Generalizations About Race in The US

This essay topic basically hits up all of the Ursinus open questions simultaneously.

In Between The World And Me, Ta-Nehisi Coats makes generalizations about race at some points of the text, but at other points, he also explains the specificity of individual experiences of being both White (e.g. "The new people were something else before they were white - Catholic, Corsican, Welsh, Mennonite, Jewish" (Pg. 7)) and Black ("I saw everything I knew of my black self multiplied out into seemingly endless variations [in The Yard at Howard]" (Pg. 40)). Conversely, in class, we talked about how, in spite of these variations, there are things that are appropriately generalizable to all of the members in one such "group," like the fact that people with darker skin tones are much more likely to experience discrimination and harrassing behavior, as in this video, due to the legacy of slavery in the US.
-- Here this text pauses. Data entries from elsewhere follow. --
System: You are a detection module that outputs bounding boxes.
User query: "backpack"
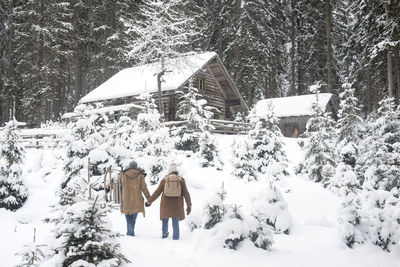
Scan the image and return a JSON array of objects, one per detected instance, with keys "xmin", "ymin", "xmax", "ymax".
[{"xmin": 164, "ymin": 174, "xmax": 182, "ymax": 197}]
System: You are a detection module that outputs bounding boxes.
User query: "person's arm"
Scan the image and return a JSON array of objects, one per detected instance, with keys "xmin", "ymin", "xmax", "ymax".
[
  {"xmin": 181, "ymin": 179, "xmax": 192, "ymax": 208},
  {"xmin": 147, "ymin": 179, "xmax": 165, "ymax": 204},
  {"xmin": 140, "ymin": 174, "xmax": 151, "ymax": 201}
]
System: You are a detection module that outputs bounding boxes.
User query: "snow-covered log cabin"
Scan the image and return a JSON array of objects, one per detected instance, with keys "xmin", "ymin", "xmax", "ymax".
[
  {"xmin": 255, "ymin": 94, "xmax": 339, "ymax": 137},
  {"xmin": 79, "ymin": 52, "xmax": 248, "ymax": 121}
]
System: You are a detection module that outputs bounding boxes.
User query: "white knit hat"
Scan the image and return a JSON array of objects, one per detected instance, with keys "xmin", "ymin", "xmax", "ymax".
[{"xmin": 168, "ymin": 163, "xmax": 178, "ymax": 174}]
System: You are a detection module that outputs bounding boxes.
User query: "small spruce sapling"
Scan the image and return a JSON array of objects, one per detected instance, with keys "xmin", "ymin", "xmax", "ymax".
[
  {"xmin": 15, "ymin": 228, "xmax": 46, "ymax": 267},
  {"xmin": 232, "ymin": 139, "xmax": 258, "ymax": 181},
  {"xmin": 0, "ymin": 119, "xmax": 28, "ymax": 211},
  {"xmin": 203, "ymin": 184, "xmax": 227, "ymax": 229}
]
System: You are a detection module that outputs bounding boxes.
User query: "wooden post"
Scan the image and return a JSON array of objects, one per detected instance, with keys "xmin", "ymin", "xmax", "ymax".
[
  {"xmin": 88, "ymin": 157, "xmax": 91, "ymax": 184},
  {"xmin": 157, "ymin": 69, "xmax": 165, "ymax": 117},
  {"xmin": 103, "ymin": 168, "xmax": 108, "ymax": 201}
]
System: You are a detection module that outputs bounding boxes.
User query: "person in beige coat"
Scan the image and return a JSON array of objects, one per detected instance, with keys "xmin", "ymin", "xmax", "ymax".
[
  {"xmin": 146, "ymin": 163, "xmax": 192, "ymax": 240},
  {"xmin": 121, "ymin": 160, "xmax": 150, "ymax": 236}
]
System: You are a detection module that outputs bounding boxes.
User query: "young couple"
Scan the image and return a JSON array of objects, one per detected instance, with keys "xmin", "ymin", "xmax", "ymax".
[{"xmin": 120, "ymin": 161, "xmax": 192, "ymax": 240}]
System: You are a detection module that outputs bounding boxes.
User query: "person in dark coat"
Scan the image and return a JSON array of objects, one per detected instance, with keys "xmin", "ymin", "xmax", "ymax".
[
  {"xmin": 146, "ymin": 163, "xmax": 192, "ymax": 240},
  {"xmin": 121, "ymin": 160, "xmax": 150, "ymax": 236}
]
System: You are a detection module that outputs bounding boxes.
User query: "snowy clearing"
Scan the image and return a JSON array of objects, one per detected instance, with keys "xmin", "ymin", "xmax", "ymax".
[{"xmin": 1, "ymin": 135, "xmax": 399, "ymax": 267}]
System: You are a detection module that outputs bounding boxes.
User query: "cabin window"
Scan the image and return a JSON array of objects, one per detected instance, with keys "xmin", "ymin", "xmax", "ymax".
[{"xmin": 198, "ymin": 77, "xmax": 205, "ymax": 92}]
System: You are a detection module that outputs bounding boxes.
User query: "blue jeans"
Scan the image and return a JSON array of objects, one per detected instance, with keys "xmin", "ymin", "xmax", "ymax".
[
  {"xmin": 162, "ymin": 218, "xmax": 179, "ymax": 240},
  {"xmin": 125, "ymin": 213, "xmax": 138, "ymax": 236}
]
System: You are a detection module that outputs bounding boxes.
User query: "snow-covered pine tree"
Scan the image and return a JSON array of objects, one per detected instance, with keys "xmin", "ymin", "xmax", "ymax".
[
  {"xmin": 199, "ymin": 130, "xmax": 223, "ymax": 169},
  {"xmin": 222, "ymin": 204, "xmax": 246, "ymax": 250},
  {"xmin": 248, "ymin": 216, "xmax": 274, "ymax": 250},
  {"xmin": 336, "ymin": 83, "xmax": 363, "ymax": 168},
  {"xmin": 45, "ymin": 174, "xmax": 129, "ymax": 266},
  {"xmin": 15, "ymin": 228, "xmax": 46, "ymax": 267},
  {"xmin": 231, "ymin": 139, "xmax": 258, "ymax": 182},
  {"xmin": 358, "ymin": 98, "xmax": 400, "ymax": 191},
  {"xmin": 336, "ymin": 83, "xmax": 362, "ymax": 147},
  {"xmin": 60, "ymin": 196, "xmax": 129, "ymax": 266},
  {"xmin": 247, "ymin": 102, "xmax": 289, "ymax": 181},
  {"xmin": 62, "ymin": 104, "xmax": 110, "ymax": 190},
  {"xmin": 132, "ymin": 94, "xmax": 173, "ymax": 184},
  {"xmin": 330, "ymin": 83, "xmax": 363, "ymax": 193},
  {"xmin": 301, "ymin": 86, "xmax": 337, "ymax": 186},
  {"xmin": 362, "ymin": 189, "xmax": 400, "ymax": 251},
  {"xmin": 0, "ymin": 119, "xmax": 27, "ymax": 211},
  {"xmin": 174, "ymin": 83, "xmax": 210, "ymax": 153},
  {"xmin": 202, "ymin": 185, "xmax": 227, "ymax": 230},
  {"xmin": 330, "ymin": 162, "xmax": 360, "ymax": 195},
  {"xmin": 252, "ymin": 182, "xmax": 292, "ymax": 234},
  {"xmin": 338, "ymin": 192, "xmax": 364, "ymax": 248},
  {"xmin": 108, "ymin": 115, "xmax": 136, "ymax": 168}
]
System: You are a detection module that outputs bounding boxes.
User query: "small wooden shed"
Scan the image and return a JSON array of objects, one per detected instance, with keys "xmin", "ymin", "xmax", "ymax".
[
  {"xmin": 256, "ymin": 94, "xmax": 339, "ymax": 137},
  {"xmin": 80, "ymin": 52, "xmax": 248, "ymax": 121}
]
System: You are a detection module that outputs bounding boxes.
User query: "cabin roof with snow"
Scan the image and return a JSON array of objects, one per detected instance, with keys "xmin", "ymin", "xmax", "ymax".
[
  {"xmin": 255, "ymin": 93, "xmax": 337, "ymax": 118},
  {"xmin": 80, "ymin": 52, "xmax": 248, "ymax": 118},
  {"xmin": 255, "ymin": 93, "xmax": 339, "ymax": 138}
]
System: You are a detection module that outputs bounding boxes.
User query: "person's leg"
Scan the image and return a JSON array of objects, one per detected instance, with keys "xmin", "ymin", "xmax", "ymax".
[
  {"xmin": 125, "ymin": 214, "xmax": 134, "ymax": 236},
  {"xmin": 162, "ymin": 218, "xmax": 169, "ymax": 238},
  {"xmin": 172, "ymin": 218, "xmax": 179, "ymax": 240},
  {"xmin": 131, "ymin": 213, "xmax": 138, "ymax": 236}
]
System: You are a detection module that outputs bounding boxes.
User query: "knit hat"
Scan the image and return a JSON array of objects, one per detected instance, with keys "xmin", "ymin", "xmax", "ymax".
[
  {"xmin": 168, "ymin": 163, "xmax": 178, "ymax": 174},
  {"xmin": 128, "ymin": 160, "xmax": 138, "ymax": 170}
]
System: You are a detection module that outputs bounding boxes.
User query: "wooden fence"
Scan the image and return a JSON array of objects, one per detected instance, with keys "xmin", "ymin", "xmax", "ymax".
[
  {"xmin": 162, "ymin": 119, "xmax": 254, "ymax": 134},
  {"xmin": 18, "ymin": 133, "xmax": 62, "ymax": 149},
  {"xmin": 101, "ymin": 166, "xmax": 123, "ymax": 204},
  {"xmin": 17, "ymin": 119, "xmax": 253, "ymax": 149}
]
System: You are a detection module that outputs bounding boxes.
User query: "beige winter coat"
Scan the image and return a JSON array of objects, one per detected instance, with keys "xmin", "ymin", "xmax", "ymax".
[
  {"xmin": 120, "ymin": 169, "xmax": 151, "ymax": 216},
  {"xmin": 148, "ymin": 174, "xmax": 192, "ymax": 220}
]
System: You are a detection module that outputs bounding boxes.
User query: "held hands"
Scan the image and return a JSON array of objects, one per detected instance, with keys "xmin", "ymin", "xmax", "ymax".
[
  {"xmin": 186, "ymin": 206, "xmax": 191, "ymax": 215},
  {"xmin": 145, "ymin": 201, "xmax": 151, "ymax": 207}
]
Clearly, though, there is a tension between understanding specific identities and variations and generalizing experiences to a simple dichotomy of "Black or not," and the "correct" answer (if there is one) is probably somewhere in between. To what extent can we generalize notions of "White" and "Black" in the US, and how might this help us to understand what we need to do to improve racial harmony beyond its current state? Draw upon moments where you feel Coates generalizes and specifies appropriately, and moments where you think he does not, and synthesize your own understanding of how we ought to live together with this understanding.